This is a “gamers” clock. It sits near the monitor and shows the real time and time computer is on. This is achieved using USB as power supply. Also, the same USB port is used to set the clock. Battery (in this version- super capacitor) is used only to keep the RTC clock on while it is not displaying time.
All components are easily obtainable and are cheap. I think the box for the clock is the most expensive and labor intensive part.
There are only few components: Bluepill bloard (STM32F103), small OLED screen on I2C bus (optional bus terminators – 10K resistors if missing on screen PCB), supercapacitor (or 3V backup lithium battery) with charging circuit (diode and current limiting resistor). I am using supercap because batteries are dying, meanwhile this capacitor is forever. Supercaps charge is smaller than battery and it keeps RTC for shorter time length, but this is a frequently used clock and it recharges every time the computer is on. Charging batteries is not recommended.

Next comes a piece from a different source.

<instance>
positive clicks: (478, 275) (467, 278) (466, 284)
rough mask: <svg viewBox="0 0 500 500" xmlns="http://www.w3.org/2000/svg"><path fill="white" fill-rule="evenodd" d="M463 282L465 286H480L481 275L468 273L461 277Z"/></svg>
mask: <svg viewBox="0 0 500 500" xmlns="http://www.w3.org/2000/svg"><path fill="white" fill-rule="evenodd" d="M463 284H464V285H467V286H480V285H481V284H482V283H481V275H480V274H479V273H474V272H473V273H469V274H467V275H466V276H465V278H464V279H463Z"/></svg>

This clock uses a USB COM (CDC) device for communication with the computer and setting the time. To set time, send a time string to the clock and it will be current settings. To do it automagically use windows CMD script, only change port number:
set /p x=%TIME% \\.\COM12
This script is so strange as there are problems in Windows bat files when port numbers are big. This script eliminates possible problems with port naming, also it does not send extra data (like CRLF) to the clock. Clock’s firmware filters data, but there may be some bugs.
If the time is not set, do like with any other “windows” device- remove it and reattach to USB.
Full source code and compiled binaries for the Bluepill are here.
One notable moment in source code is adjusting RTC clock speed. There is a bug in the current version of the cubeMX software. So there is work around:
/* USER CODE BEGIN PD */
#define RTC_AUTO_1_SECOND 32767
/* USER CODE END PD */
To keep crystal clock division with a real crystal clock we need to redefine RTC_AUTO_1_SECOND value. Change it to your crystal clock frequency. Fine tuning of the clock is achieved using regular documented ways:
Zeroes are values not used in this MCU. Read manual for further information.
This is the final clock image:
Now it is in “alert” mode, indicating that the user is sitting near the computer for too long a time. Time to finish all games.